The last few days I've been putting in long hours in the desert, building large structures out of steel. In the evening, I bring a truckload of stuff that needs to be fixed back to the duplex. The last few weeks I've been frustrated with my Makita drill/driver. I bought this thing back in the 90's and it's the best all around tool I've ever owned. It's got an expensive habit of going through NiCad batteries (around $35 each) and lately I had problems with the charger. Again. Last time I found a used one that I bought.
This time I decided I'd fix it or replace the guts with a 9v charger that I had laying around. So I took it apart and found a little circuit board inside that everything was wired to. I remembered that someone once told me that most service techs fix circuit boards like this: if there's corrosion they clean it off and then test the unit. If it works, they button it up, charge you $25 and go out to dinner on your dime.
If the cleaning doesn't work, they heat up a small soldering iron and lightly touch it to each connector on the board, reflowing the solder. They test it, and if it works, they put it together and charge you $35 and go out to dinner.

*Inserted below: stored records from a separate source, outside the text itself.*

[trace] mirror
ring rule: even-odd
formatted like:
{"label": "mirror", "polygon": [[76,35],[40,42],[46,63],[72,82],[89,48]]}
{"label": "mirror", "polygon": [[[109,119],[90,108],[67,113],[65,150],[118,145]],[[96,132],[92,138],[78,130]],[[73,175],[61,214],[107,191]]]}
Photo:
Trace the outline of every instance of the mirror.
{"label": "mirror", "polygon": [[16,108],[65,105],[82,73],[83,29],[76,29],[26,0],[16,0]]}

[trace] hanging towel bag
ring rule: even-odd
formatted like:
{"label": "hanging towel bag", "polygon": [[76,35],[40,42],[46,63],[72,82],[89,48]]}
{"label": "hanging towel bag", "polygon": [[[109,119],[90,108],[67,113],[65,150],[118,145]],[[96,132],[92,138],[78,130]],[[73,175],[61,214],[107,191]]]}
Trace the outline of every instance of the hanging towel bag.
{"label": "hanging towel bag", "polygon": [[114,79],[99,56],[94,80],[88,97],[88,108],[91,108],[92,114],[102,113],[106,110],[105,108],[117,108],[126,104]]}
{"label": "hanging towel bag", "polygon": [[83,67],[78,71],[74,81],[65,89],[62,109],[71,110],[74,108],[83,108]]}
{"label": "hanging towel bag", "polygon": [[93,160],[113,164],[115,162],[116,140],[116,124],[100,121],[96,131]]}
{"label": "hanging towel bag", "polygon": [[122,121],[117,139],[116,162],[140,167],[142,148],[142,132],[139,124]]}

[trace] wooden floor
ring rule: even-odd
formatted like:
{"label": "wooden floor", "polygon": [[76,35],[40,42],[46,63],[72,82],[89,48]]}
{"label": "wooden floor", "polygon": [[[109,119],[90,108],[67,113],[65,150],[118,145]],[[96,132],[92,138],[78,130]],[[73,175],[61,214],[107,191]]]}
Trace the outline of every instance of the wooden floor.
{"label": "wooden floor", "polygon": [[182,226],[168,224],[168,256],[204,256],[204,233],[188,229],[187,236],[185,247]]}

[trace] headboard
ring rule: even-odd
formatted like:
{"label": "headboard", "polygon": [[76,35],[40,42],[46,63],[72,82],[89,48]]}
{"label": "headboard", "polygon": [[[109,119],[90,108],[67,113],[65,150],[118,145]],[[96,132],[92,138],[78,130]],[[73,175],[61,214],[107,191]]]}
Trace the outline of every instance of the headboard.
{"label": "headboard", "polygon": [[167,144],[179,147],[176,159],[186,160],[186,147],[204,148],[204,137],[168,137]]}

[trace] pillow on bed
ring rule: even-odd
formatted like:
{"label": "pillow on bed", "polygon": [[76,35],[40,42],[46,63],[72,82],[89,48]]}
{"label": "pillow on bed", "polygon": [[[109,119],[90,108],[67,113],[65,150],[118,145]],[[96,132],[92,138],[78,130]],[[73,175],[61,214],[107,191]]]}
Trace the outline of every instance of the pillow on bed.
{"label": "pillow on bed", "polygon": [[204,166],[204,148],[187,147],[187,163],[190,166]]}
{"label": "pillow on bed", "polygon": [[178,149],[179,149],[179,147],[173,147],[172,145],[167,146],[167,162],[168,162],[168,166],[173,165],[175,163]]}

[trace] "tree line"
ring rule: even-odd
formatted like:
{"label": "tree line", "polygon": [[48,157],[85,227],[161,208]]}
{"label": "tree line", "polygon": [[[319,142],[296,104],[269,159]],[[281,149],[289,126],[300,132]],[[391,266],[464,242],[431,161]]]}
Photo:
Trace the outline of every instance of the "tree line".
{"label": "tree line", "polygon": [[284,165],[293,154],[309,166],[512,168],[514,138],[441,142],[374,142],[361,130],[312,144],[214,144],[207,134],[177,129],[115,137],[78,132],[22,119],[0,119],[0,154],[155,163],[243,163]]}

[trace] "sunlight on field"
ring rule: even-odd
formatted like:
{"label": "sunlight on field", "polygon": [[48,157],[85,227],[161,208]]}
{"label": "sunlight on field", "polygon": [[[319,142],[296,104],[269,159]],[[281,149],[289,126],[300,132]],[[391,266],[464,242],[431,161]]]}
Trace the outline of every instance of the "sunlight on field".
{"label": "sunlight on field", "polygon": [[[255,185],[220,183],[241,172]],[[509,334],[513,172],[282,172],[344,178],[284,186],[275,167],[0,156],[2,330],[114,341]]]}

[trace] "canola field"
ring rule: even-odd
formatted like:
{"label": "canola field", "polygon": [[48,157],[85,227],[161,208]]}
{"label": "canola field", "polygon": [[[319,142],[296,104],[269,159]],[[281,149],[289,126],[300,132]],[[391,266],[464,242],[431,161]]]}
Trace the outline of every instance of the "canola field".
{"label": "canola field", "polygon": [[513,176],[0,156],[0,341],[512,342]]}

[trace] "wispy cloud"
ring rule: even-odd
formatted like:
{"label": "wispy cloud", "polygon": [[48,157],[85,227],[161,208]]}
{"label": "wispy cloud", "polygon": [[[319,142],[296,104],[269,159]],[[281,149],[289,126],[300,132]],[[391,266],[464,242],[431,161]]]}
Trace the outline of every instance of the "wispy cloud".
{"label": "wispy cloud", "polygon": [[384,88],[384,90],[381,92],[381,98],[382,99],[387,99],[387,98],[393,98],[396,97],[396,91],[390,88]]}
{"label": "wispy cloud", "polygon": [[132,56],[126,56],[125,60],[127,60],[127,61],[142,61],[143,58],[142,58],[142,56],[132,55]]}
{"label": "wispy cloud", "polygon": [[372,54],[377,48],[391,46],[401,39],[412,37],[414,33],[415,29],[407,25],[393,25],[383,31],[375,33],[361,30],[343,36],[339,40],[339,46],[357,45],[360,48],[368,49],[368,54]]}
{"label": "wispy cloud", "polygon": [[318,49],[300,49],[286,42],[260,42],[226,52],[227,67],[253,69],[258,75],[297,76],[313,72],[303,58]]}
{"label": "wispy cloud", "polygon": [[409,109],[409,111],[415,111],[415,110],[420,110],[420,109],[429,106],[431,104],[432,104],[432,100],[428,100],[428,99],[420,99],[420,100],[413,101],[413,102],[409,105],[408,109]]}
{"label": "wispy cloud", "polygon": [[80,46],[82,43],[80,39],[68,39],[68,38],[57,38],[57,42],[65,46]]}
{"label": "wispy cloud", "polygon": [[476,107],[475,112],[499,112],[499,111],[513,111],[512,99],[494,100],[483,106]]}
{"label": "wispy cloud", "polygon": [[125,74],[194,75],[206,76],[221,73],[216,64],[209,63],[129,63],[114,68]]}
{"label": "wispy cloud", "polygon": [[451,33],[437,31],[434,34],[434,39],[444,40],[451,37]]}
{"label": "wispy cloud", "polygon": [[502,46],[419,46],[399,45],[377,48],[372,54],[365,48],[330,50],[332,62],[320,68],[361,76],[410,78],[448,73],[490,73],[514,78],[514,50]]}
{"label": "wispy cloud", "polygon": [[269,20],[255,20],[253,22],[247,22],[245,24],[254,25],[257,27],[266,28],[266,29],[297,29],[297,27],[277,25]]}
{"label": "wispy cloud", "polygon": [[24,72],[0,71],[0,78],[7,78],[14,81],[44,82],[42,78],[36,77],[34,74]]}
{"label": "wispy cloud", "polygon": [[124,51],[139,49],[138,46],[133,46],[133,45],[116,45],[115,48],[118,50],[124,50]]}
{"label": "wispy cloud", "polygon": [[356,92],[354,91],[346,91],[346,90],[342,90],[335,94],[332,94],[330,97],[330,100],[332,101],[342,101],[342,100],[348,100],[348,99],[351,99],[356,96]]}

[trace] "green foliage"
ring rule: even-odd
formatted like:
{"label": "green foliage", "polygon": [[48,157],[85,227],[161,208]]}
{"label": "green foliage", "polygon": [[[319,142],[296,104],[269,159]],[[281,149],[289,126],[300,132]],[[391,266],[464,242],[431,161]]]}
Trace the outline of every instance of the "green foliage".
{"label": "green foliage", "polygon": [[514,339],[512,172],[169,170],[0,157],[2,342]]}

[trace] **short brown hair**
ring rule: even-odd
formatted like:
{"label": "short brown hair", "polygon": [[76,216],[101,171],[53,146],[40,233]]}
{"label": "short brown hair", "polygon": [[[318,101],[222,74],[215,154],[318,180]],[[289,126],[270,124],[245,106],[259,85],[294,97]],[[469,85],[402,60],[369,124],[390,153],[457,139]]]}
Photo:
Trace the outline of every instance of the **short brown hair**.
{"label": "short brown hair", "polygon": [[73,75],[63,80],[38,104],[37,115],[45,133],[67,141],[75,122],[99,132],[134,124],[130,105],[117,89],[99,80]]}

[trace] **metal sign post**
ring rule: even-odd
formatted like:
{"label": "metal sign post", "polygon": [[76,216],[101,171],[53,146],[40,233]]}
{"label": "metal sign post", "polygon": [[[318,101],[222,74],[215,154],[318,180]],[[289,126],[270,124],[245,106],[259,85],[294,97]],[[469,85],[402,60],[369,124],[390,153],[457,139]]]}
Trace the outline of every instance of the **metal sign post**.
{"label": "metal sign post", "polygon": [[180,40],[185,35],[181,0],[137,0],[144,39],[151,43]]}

If that doesn't fix it, then it gets into deep dark secrets of leaking or clogged electrons, of which I know next to nothing, so I won't go there...
But I've learned that I can do the first 2 things. And you know what? I fixed the first one with the soldering iron ($5.95 at Radio Shack 10 years ago-came complete with solder). The second one I will do tomorrow.
Don't have to be genius, but a good memory goes a long way.